How to Parse JSON with Telegraf into InfluxDB Cloud

Navigate to:

In Telegraf 1.19 we released a new JSON parser (json_v2). The original parser suffered from an inflexible configuration, and there were a handful of pretty common cases where data could not be parsed. While a lot of edge cases for parsing can be resolved using the Starlark processor, it is still a more advanced approach that requires writing scripts. We have made a lot of enhancements to the new JSON parser that can help you easily read in your JSON data into InfluxDB.

What is included in the new JSON v2 parser?

The json_v2 parser offers an improved approach to gather metrics from JSON but still supports all the features of the original JSON parser (which will be referred to as json_v1 to avoid confusion).

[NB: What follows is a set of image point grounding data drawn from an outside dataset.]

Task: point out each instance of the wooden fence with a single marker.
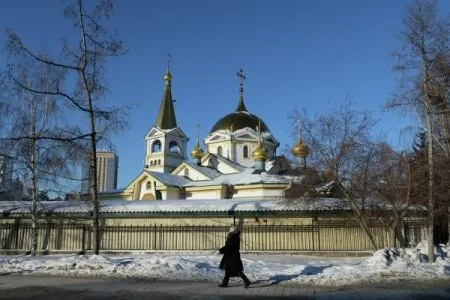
(319, 236)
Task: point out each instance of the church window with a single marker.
(173, 147)
(245, 151)
(156, 146)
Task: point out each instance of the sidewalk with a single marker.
(49, 288)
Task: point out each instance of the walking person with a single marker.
(231, 261)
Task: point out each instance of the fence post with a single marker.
(154, 237)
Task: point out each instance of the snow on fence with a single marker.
(320, 235)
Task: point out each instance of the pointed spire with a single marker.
(197, 152)
(241, 105)
(260, 154)
(166, 117)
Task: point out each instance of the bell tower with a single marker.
(165, 143)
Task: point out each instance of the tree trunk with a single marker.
(430, 186)
(34, 234)
(430, 160)
(93, 139)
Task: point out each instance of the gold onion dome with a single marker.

Here is a sample configuration of what your json_v2 would look like.

[[inputs.file]]
    files = []
    data_format = "json_v2"
    [[inputs.file.json_v2]]
        measurement_name_path = "" 
        timestamp_path = "" 
        timestamp_format = "" 
        [[inputs.file.json_v2.object]]
            path = "" 
            timestamp_key = "" 
            timestamp_format = "" 
            disable_prepend_keys = false
            [inputs.file.json_v2.object.renames] 
                key = "new name"
            [inputs.file.json_v2.object.fields] 
                key = "int"

Independent GJSON queries

A limitation with the json_v1 parser was that you could only provide a single GJSON query, and you could only use the returned data from that query to build line protocol. The json_v2 parser lets you provide multiple independent GJSON queries so that you can gather the timestamp (timestamp_path), measurement name (measurement_name_path), and field/tags from anywhere in the JSON.

More verbose but clearer Telegraf configuration

The configuration no longer follows the format of needing a prepended json_ for the config key, but instead uses TOML sub-tables ([[inputs.file.json_v2.object]]). The goal with this change is to provide an easier to read configuration file that you can clearly see the distinct difference between the plugin config and the parser config. While this does lead to a more verbose config file, the improved ability to write/read the file should make up for this.

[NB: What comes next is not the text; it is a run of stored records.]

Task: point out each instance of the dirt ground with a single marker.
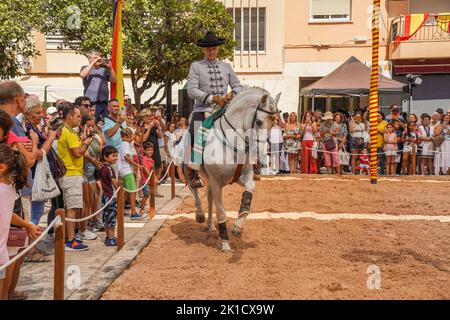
(348, 194)
(305, 258)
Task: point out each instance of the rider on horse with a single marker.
(207, 84)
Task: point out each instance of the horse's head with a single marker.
(266, 112)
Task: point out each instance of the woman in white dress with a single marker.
(442, 156)
(426, 134)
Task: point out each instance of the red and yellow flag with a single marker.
(117, 89)
(413, 23)
(443, 20)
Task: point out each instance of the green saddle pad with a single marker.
(202, 135)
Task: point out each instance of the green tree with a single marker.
(158, 36)
(18, 18)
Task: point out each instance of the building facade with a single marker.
(285, 45)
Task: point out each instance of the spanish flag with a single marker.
(413, 23)
(117, 89)
(443, 20)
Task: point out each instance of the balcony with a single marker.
(431, 40)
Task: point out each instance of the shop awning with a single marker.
(351, 78)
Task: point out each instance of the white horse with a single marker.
(244, 127)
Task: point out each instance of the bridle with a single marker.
(258, 108)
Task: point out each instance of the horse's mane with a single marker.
(248, 90)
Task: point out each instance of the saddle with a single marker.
(202, 136)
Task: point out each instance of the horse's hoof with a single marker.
(200, 219)
(226, 247)
(212, 230)
(236, 231)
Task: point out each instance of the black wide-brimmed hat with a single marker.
(210, 40)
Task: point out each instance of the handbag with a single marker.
(438, 140)
(315, 149)
(344, 157)
(44, 186)
(17, 237)
(330, 144)
(357, 142)
(60, 167)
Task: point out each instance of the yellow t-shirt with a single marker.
(381, 127)
(69, 139)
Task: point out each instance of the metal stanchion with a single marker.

More control over the field type

When using json_v1 you were limited to using json_string_fields to specify a field as a string. In json_v2 you can now specify any type that InfluxDB line protocol supports for a field, even converting between types if possible (setting type = "int" to convert all values to integers). Read the section Types in the parser README for more details.

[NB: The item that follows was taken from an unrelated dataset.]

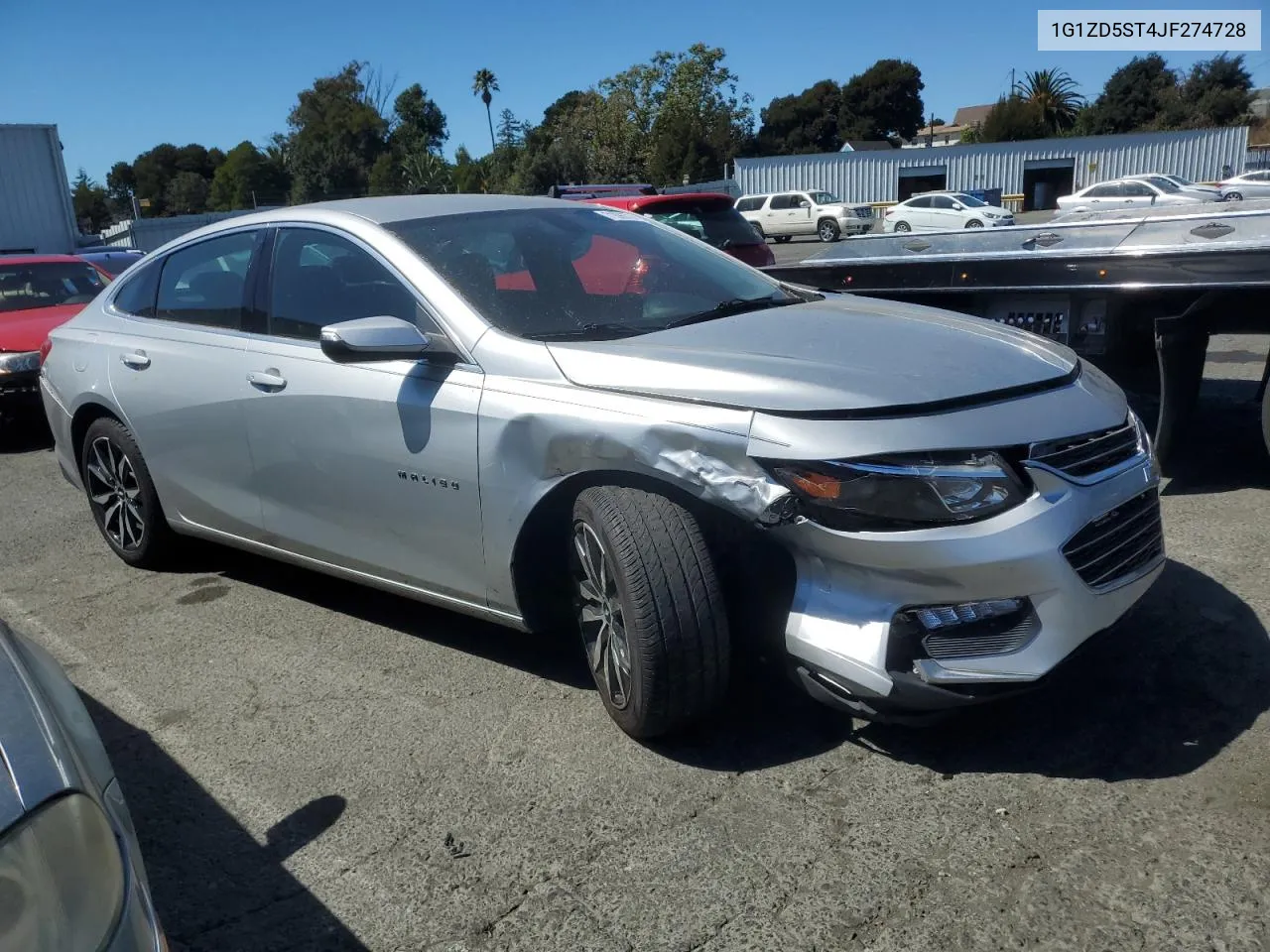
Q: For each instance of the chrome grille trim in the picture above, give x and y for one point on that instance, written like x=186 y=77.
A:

Control over the resulting tag/fields names

The json_v2 parser provides you the ability to rename all tags/fields without requiring a post-processing step like the json_v1 parser. You also have access to the setting disable_prepend_keys

which you can enable to automatically provide cleaner field/tag names that don’t include the parent keys prepended when gathering from nested arrays/objects.

Configuring Telegraf to ingest JSON

Weather example

For the configuration example, we’ll use current weather JSON data from openweathermap.org. You’ll need to sign up and receive an API key to access the data, but current weather would look like the following.

{
   "coord":{
      "lon":-0.1257,
      "lat":51.5085
   },
   "weather":[
      {
         "id":802,
         "main":"Clouds",
         "description":"scattered clouds",
         "icon":"03n"
      }
   ],
   "base":"stations",
   "main":{
      "temp":16.15,
      "feels_like":16.22,
      "temp_min":15.31,
      "temp_max":16.98,
      "pressure":998,
      "humidity":92
   },
   "visibility":10000,
   "wind":{
      "speed":4.12,
      "deg":210
   },
   "clouds":{
      "all":40
   },
   "dt":1628202887,
   "sys":{
      "type":2,
      "id":2019646,
      "country":"GB",
      "sunrise":1628137828,
      "sunset":1628192550
   },
   "timezone":3600,
   "id":2643743,
   "name":"London",
   "cod":200
}

JSON path syntax

The query syntax used in the Telegraf JSON v2 parser is GJSON path syntax. Most of the configuration options in the JSON v2 parser will require you to list a GJSON query path, so it’s really helpful as you’re configuring to use the GJSON playground in developing and debugging your query.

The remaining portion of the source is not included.